3. Wrong Dose/Method:

  • Patient given wrong dose EN formulation / or oral-enteral medications.
  • Patient given EN formulation/ or oral-enteral medications via wrong method (received intermittent instead of continuous).

4. Wrong Drug/Formulation:

  • Patient given wrong EN formulation / or oral-enteral medications.
  • Patient given wrong additive to EN formulation

5. Wrong Time:

  • Patient given EN formulation / or oral-enteral medications at the wrong time.

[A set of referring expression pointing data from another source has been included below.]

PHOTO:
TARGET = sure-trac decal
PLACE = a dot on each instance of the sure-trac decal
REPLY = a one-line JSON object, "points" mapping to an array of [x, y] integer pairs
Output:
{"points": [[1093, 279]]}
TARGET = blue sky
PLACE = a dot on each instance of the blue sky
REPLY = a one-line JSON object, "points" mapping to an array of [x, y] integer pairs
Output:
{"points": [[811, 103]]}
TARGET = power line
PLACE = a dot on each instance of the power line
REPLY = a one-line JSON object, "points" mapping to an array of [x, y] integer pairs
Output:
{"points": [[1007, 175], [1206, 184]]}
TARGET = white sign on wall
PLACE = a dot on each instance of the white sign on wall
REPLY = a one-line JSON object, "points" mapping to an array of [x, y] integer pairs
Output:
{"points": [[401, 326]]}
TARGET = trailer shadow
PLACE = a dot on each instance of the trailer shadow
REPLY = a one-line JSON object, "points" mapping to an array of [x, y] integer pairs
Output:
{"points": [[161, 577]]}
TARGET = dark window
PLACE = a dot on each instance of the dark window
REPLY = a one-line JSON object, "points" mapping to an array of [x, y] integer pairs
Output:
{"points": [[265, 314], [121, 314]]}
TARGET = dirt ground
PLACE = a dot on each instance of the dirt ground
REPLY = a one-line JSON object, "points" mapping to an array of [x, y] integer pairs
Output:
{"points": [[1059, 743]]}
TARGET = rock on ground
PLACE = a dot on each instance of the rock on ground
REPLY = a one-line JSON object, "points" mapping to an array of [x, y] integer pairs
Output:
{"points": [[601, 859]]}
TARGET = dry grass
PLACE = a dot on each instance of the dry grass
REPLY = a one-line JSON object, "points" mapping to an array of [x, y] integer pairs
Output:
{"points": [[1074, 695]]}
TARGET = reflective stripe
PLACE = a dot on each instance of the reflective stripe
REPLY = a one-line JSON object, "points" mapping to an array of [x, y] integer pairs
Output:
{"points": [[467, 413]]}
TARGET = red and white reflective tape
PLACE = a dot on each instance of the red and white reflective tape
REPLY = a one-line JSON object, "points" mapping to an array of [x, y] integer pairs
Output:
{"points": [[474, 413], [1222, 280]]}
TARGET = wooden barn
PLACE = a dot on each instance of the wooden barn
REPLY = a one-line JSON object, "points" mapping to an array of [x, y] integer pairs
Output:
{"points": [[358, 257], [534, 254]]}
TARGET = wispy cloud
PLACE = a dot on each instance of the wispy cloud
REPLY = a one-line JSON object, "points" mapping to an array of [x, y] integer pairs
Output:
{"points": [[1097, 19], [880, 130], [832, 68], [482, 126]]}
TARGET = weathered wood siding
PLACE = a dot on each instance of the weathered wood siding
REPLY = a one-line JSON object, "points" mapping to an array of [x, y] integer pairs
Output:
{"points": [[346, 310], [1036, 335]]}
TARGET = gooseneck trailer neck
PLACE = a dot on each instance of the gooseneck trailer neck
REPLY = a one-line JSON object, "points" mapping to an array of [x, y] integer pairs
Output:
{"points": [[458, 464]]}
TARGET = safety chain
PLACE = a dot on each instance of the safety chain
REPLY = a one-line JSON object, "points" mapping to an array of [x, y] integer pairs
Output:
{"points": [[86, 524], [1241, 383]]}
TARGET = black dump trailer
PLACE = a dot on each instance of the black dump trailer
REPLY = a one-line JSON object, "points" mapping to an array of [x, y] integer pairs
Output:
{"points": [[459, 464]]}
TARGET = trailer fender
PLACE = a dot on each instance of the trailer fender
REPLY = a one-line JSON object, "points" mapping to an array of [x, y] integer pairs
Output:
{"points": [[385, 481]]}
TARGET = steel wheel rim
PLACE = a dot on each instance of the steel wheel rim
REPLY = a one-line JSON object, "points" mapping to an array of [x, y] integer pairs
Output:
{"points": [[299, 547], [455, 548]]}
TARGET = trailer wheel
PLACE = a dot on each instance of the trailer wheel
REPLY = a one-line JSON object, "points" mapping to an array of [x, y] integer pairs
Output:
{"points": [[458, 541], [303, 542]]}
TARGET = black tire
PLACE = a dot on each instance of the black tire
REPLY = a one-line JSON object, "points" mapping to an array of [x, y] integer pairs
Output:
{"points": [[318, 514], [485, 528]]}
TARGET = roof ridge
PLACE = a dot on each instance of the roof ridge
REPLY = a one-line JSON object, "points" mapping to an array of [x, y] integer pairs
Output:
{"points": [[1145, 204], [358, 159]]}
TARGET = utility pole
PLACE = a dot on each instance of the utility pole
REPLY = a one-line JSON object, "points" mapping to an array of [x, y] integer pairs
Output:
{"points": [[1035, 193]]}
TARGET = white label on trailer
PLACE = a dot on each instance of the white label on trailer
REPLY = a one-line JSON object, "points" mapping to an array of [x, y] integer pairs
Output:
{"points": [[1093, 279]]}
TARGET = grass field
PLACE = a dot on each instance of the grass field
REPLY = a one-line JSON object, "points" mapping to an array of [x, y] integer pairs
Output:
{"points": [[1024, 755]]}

6. Medications given via tube that should not have been administered by this route (e.g. medications that were crushed and should not have been crushed and given via tube)

7. Tube Placement Errors

  • Placement of tube tip into the bronchotracheal system with perforation
  • Placement of tube tip into the bronchotracheal system with feeding into lung (do not need to report bronchotracheal system placement if repositioned without incident)
  • Placement of tube tip with perforation of GI tract

8.  Patient or Staff Removal of Permanent Feeding Tube and inability to Replace without Surgery, Endoscopy, or Radiologic Placement of new tube.

Parenteral Nutrition:

1. Wrong Route:

  • Misconnection where PN or IV medications were delivered into any IV line not designated for PN, trach cuff, enteral tube, abdominal drain, urinary catheter, medical gas tubing, etc. In particular, Central  PN infused into a peripheral IV line.
  • Central PN formulation infused into an IV line with tip that has migrated or been placed outside central vein.Infusing other IV medications that are incompatible with TPN formulation Infusing a TPN through a peripheral line

2. Wrong Patient:

  • Patient given PN formulation not ordered for them.
  • Patients given a PN formulation based on another patient’s lab values

3. Wrong Dose/Method:

  • Patient prescribed wrong dose or formulation of PN solution
  • Patient given wrong dose of any component of PN solution.
  • Patient given PN formulation at wrong rate.
  • Patient given PN formulation via wrong method (received intermittent instead of continuous).
  • Wrong PN formulation prepared and delivered to patient care area for patient administration.
  • Wrong formula based on wrong patient information (e.g., labs, patient weight)

4. Wrong Formulation: See wrong dose

5. Wrong Time:

  • Patient given PN formulation at the wrong time.

6. Medications given via PN IV access that caused interaction / precipitation and required new tube placement. (do not need to report clog if able to aspirate precipitate)

7. Patient or Staff Accidental Removal of Central Venous Catheter in which PN is infusing.